Single character rescue scenarios where you need to rescue then protect a single unit which then joins your band.
Villager rescues, where you need to either relocate squishy villagers or kill off the enemy quickly (for max benefits)
Three way fights, such as you vs scavengers vs beasts, with the other two teams fighting each other as well as you
Town captures / fortress captures, which feature some really interesting terrain to deal with, and a reinforcement mechanic
+1 thing . . . the unit abilities themselves. Despite being set in a low magic world with no AoE stuff, the unit abilities are hugely different. The difference between combat effectiveness never comes down to which unit has been min-maxed, or has +1, +2 points here or there. It is instead how you use their unique abilities and in synergy with one another. Arguably not innovative . . . but done really well.
To be honest, except maybe the mutator point, most of the points explained are about the game being good, not innovative. They are different things.
I have a confession to make. In between action games, some rpgs, some racing games, VR, platform games, etc, I can’t remember the last time I played an actual strategy game? I think it was when I played a bit of the Age of Empires 2 remaster last year. But really, in the last years I haven’t played strategy games regularly, now that I think about it.
So I decided to pick Urtuk to break the spell, so to say. It looks like an interesting tactical game.
For now I’m having some issues in how the information is presented. I don’t feel like I can have the key information at a glance. The small icons should be more visible, imo.
Also, the game could explain some concepts in a better way. Can anyone explain me how focus works?
The wiki says “Focus Abilities are available actions once the focus bar is full in Urtuk: The Desolation. They are usable globally on your turn and can be used on anyone, not only the character that generated it”
but… I don’t see any bar anywhere?
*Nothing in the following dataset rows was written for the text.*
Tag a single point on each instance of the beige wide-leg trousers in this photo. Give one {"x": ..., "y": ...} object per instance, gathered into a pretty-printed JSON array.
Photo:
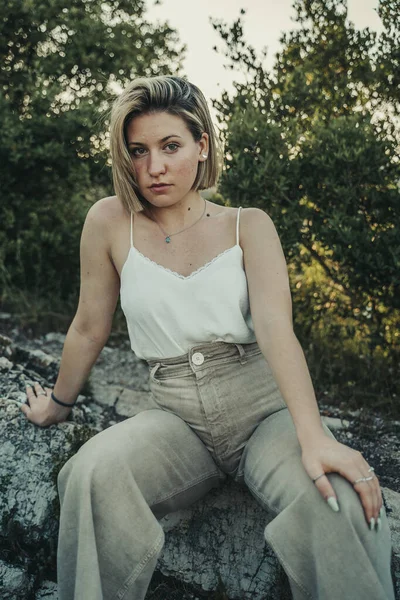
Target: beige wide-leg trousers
[{"x": 220, "y": 414}]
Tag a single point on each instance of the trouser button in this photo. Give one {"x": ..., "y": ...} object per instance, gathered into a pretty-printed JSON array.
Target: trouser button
[{"x": 198, "y": 358}]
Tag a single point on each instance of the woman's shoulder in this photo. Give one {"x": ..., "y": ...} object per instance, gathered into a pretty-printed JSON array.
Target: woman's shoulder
[
  {"x": 106, "y": 212},
  {"x": 109, "y": 206}
]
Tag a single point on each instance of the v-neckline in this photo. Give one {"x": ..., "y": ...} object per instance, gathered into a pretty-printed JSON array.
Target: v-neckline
[{"x": 175, "y": 273}]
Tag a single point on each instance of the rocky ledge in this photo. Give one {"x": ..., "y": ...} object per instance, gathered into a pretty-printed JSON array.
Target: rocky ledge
[{"x": 217, "y": 544}]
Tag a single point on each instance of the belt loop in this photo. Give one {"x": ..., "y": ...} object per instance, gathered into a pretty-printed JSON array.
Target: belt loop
[
  {"x": 153, "y": 372},
  {"x": 243, "y": 358}
]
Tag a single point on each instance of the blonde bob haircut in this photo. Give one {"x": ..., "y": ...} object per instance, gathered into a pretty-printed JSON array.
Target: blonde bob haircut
[{"x": 177, "y": 97}]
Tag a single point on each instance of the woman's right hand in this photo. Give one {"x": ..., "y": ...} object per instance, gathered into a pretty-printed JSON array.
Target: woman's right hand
[{"x": 42, "y": 410}]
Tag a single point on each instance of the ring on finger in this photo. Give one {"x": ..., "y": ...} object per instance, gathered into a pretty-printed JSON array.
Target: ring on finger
[{"x": 362, "y": 479}]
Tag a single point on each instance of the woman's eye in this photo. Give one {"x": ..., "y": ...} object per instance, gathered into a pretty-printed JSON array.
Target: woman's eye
[{"x": 135, "y": 151}]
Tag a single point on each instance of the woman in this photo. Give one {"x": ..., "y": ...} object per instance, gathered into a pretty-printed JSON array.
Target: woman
[{"x": 206, "y": 296}]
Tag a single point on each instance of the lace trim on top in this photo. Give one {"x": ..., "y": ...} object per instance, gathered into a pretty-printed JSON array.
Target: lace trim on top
[{"x": 202, "y": 268}]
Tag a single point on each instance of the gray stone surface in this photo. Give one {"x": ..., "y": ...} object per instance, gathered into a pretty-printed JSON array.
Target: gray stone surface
[
  {"x": 218, "y": 539},
  {"x": 15, "y": 584}
]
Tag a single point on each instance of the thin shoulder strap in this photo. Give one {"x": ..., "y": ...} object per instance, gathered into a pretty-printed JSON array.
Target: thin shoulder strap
[
  {"x": 237, "y": 226},
  {"x": 131, "y": 229}
]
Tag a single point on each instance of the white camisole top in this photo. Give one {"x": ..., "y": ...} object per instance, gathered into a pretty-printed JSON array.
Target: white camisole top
[{"x": 167, "y": 313}]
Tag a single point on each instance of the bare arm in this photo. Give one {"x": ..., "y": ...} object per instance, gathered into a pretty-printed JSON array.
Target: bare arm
[
  {"x": 271, "y": 310},
  {"x": 91, "y": 325}
]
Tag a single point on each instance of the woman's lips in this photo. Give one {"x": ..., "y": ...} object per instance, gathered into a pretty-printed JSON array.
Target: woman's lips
[{"x": 160, "y": 188}]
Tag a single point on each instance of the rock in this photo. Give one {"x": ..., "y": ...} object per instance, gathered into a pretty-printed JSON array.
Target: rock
[
  {"x": 221, "y": 538},
  {"x": 48, "y": 591},
  {"x": 5, "y": 363},
  {"x": 15, "y": 584},
  {"x": 392, "y": 500},
  {"x": 31, "y": 458}
]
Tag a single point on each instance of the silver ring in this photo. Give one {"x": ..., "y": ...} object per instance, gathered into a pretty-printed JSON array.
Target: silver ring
[
  {"x": 362, "y": 479},
  {"x": 315, "y": 479}
]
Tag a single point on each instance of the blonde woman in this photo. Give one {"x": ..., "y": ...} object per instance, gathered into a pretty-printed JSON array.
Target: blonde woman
[{"x": 207, "y": 301}]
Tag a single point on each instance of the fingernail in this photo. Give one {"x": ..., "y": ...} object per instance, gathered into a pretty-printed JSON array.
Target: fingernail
[{"x": 333, "y": 503}]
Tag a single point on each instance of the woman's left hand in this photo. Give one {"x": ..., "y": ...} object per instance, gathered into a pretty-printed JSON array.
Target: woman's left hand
[{"x": 326, "y": 455}]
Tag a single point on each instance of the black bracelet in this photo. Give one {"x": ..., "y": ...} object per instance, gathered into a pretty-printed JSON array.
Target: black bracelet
[{"x": 59, "y": 401}]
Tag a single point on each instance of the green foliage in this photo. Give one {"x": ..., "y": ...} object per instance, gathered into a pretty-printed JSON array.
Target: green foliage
[
  {"x": 315, "y": 143},
  {"x": 61, "y": 64}
]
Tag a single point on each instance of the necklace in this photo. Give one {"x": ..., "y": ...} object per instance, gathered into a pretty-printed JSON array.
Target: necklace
[{"x": 168, "y": 236}]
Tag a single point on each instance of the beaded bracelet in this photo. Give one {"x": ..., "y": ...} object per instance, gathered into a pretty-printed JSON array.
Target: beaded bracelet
[{"x": 59, "y": 401}]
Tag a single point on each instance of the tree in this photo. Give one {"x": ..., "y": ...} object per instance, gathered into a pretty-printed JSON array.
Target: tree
[
  {"x": 61, "y": 64},
  {"x": 316, "y": 144}
]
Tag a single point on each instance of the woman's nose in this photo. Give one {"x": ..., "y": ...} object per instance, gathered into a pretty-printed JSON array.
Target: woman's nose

And the focus abilities I see on the units are available from turn 1??
The concentration skill increases your rate of Focus gain. In the first number of fights you are accruing it so slowly you probably won’t see it. Once a character achieves their focus ability, it will appear in the bottom left of the screen as a row of icons.
You can see Focus accruing in a bar under the health bar.
Being an ability and a focus ability aren’t mutually exclusive, so your priest has aegis which he can use during a turn at the cost of stamina. When he hits the focus threshold, a use of that ability becomes available to the party as a focus ability.
Thank you for the amazing writeup, @abrandt . That sounds like it’s dead up my alley. The developer’s going to get another purchase because of you. Same to you, @Lykurgos :)
That’s probably a better way of putting it. “Innovative” is a pretty strong statement; I think in a lot of ways Urtuk just takes systems that have existed in isolation before, mixes them together in interesting ways, and does it all almost perfectly. Which technically may not be innovative, but it’s still damned impressive.
Case in point. :D
Protip: Do not skimp on improving concentration just because it doesn’t have much impact early in the game. Once you progress, chaining and combining focus abilities is where a huge part of your offensive power comes form.
If I’m remembering things right, I think it might be wrong to say that all the maps are procedural. I think I recall reading at some point that the fortress assault maps were handmade, and ISTR fighting on the same one a few times. But I can’t find a reference to that now and I may be making it up. Not sure.
I think it’s worth that caveat on the mention of procedural maps until I can find out one way or the other.